British Airways-owner IAG reported a quarterly profit, swinging into the black from a seasonal loss for the first time, helped by lower fuel costs and an improvement in performance across its three airlines.

IAG did not provide an update on its plan to acquire Irish airline Aer Lingus, a process which is currently stalled pending a decision by the Government as it analyses the €1.4bn bid for the airline.

The airline group, which is in the process of trying to acquire Aer Lingus to expand its stable of carriers, on Thursday reported an underlying operating profit of €25m for the three months ended March 31.

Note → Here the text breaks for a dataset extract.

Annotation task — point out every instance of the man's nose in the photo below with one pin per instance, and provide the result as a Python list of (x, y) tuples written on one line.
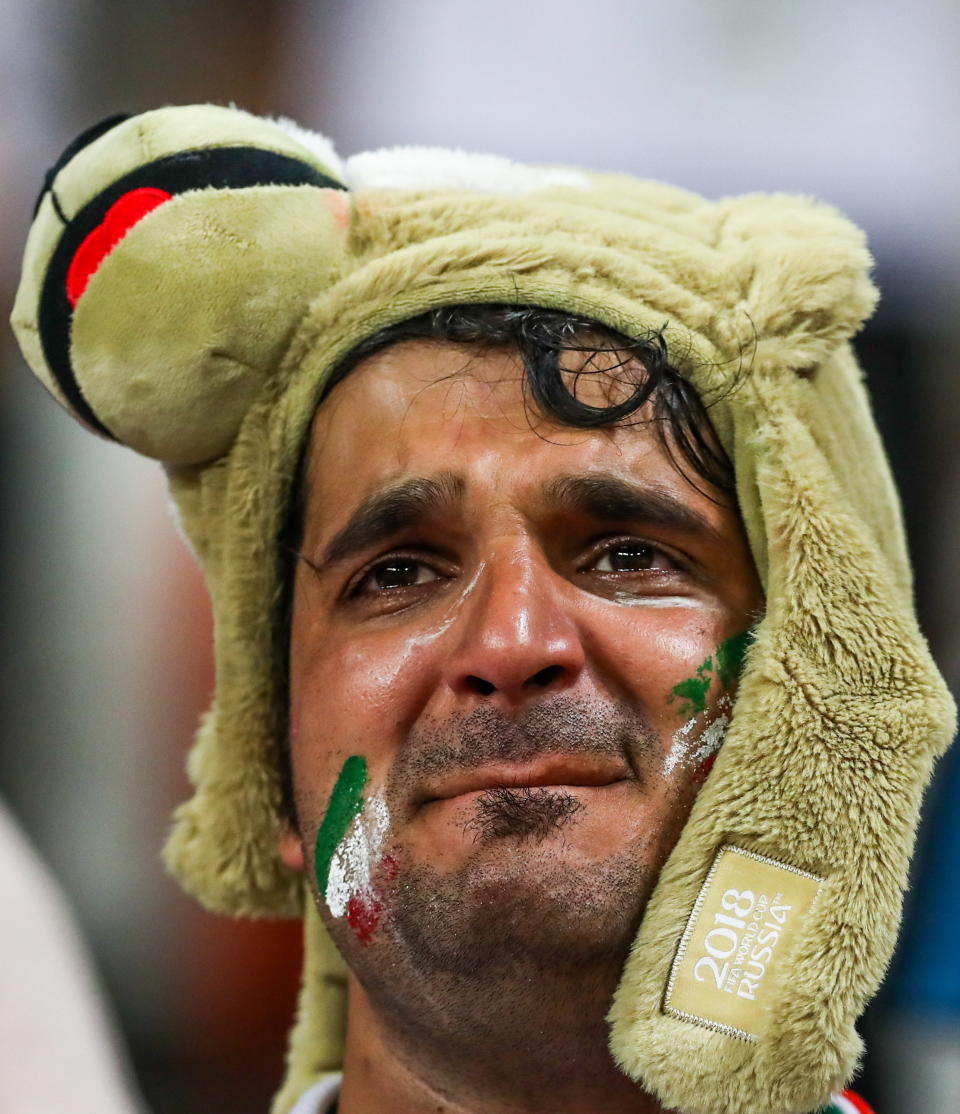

That compared to the loss of €150m made last year and an analyst consensus forecast for a loss of €3m.

European airlines tend to run at a loss in the winter first quarter of the year when fewer customers fly, and earlier on Thursday IAG's rival Air France-KLM reported an operating loss of 417 million euros.

IAG maintained a forecast for operating profit of 2.2 billion in 2015, which it upgraded in February on the back of Iberia's return to growth and cost control across the company.

The airline said that the rate of profit improvement would slow in the second quarter due to the timing of Easter and an adverse fuel price comparison with the same period last year.

In the first three months of the year, fuel costs were down 11 percent on a constant currency basis, IAG said, helped by more efficient aircraft.